The burgeoning supply of natural gas in the U.S. and record gas storage levels produced lower gas prices and resulted in reduced wholesale power prices during 2015, with gas-fired generation exceeding coal-fired generation in output during seven months of 2015, FERC staff said March 17.

The gas price outlook for 2016 continues to point to low prices, with pipeline additions increasing the transportation network to bring shale gas supplies to market, FERC staff said in their presentation of the “State of the Markets Report” for 2015 at the March 17 FERC meeting.

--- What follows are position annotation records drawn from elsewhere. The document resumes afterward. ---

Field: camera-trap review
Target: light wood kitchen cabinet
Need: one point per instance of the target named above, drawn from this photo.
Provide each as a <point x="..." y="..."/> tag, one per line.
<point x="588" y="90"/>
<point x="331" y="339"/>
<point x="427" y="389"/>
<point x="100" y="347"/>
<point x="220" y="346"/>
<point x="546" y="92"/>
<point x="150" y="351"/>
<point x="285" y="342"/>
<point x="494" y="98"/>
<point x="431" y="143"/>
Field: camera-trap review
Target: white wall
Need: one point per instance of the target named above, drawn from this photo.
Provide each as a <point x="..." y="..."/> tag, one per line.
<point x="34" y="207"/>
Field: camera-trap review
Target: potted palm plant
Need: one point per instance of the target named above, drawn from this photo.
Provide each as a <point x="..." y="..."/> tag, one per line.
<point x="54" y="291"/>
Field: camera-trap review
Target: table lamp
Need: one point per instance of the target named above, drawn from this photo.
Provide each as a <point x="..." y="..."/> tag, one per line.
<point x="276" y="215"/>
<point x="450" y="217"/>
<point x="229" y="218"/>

The lower natural gas prices have driven some generation resources out of the market in ISO New England and PJM Interconnection, with coal and nuclear plants struggling for revenue, FERC staff said. Pressure from lower natural gas prices and environmental requirements have led to tightening power supplies in both regions, which has resulted in higher capacity prices in both markets.

The higher capacity prices have produced higher “all-in” costs in PJM, which include energy, capacity, transmission and ancillary services, to increase by 5% between 2013 and 2015, according to the presentation.

Commissioner Cheryl LaFleur asserted that ancillary services will become more important as renewable resources contribute more to the generation picture.

The Midcontinent ISO (MISO), California ISO (Cal-ISO) and Southwest Power Pool (SPP) saw significant gains in renewable power projects, with solar facilities making big in-roads in California and wind projects in MISO increasing to 15 GW in capacity in 2015 from 13.7 GW in 2014.

In November 2015, wind projects in MISO set a new hourly peak of 12.6 GW, or 5.8% higher than the 2014 peak, and 2,234 MW of wind capacity is expected to come online in MISO in 2016, pushing installed wind capacity beyond 17 GW by the start of 2017.

SPP also set a record for renewable generation in 2015, with output exceeding 2014 levels by 1.5 million MWh, FERC staff said.

Even with the gains in renewable resources, that slice of the generation “pie” is still relatively small, with wind generation from utility-scale facilities increasing from 4.1% in 2013 to 4.6% in 2015, FERC staff noted.

The developments illustrate how FERC will need to concentrate on certain regions, such as the plains states for wind power and southwest for solar power, as it examines integration of such resources and the impact they’ll have on the grid, Commissioner Tony Clark noted.

Hydropower production in the West was below historical averages in 2015, largely because of reduced snowpack and drought conditions, with net generation at 23 plants across the Pacific Northwest 18.4% lower than in 2014 and 6.9% below the 12-year average, FERC staff said.

Hydropower conditions in 2016 are improving, with snowpack conditions higher than last year and February production levels in line with historical averages, according to the presentation.